Pick a model and a cluster, then set the parallelism degrees. The widget computes the data-parallel degree, the per-GPU memory, whether it fits in 80 GB, and a rough MFU. Watch the two failure modes: OOM (raise TP/PP or enable checkpointing) and low MFU (a fat PP bubble, or TP pushed past 8 onto the slow inter-node link).
What carries forward
- Pretraining is constraint satisfaction: fit each GPU's share into 80 GB and keep MFU high by overlapping every collective with compute.
- The bill is 16N + activations. A 70B needs ≥ 14 H100s of memory before activations; nothing fits on one device.

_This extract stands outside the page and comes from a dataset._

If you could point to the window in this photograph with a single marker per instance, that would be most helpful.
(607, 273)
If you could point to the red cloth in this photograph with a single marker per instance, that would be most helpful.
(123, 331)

- The ordered recipe: TP within a node (≤8, NVLink) → PP across nodes (cheap p2p, mind the bubble) → FSDP/ZeRO shards 16N/dp and fills the cluster → set global batch → score by MFU.
- The 18× intra-vs-inter-node gap decides placement: chatty TP stays in-node, light PP crosses nodes.
- Activation checkpointing trades ~33% compute for big activation-memory cuts — the long-context lever.
- At 1000-GPU scale, failure is routine: async checkpoints (≈16N bytes each), low MTTR, and a cadence that balances I/O against lost work.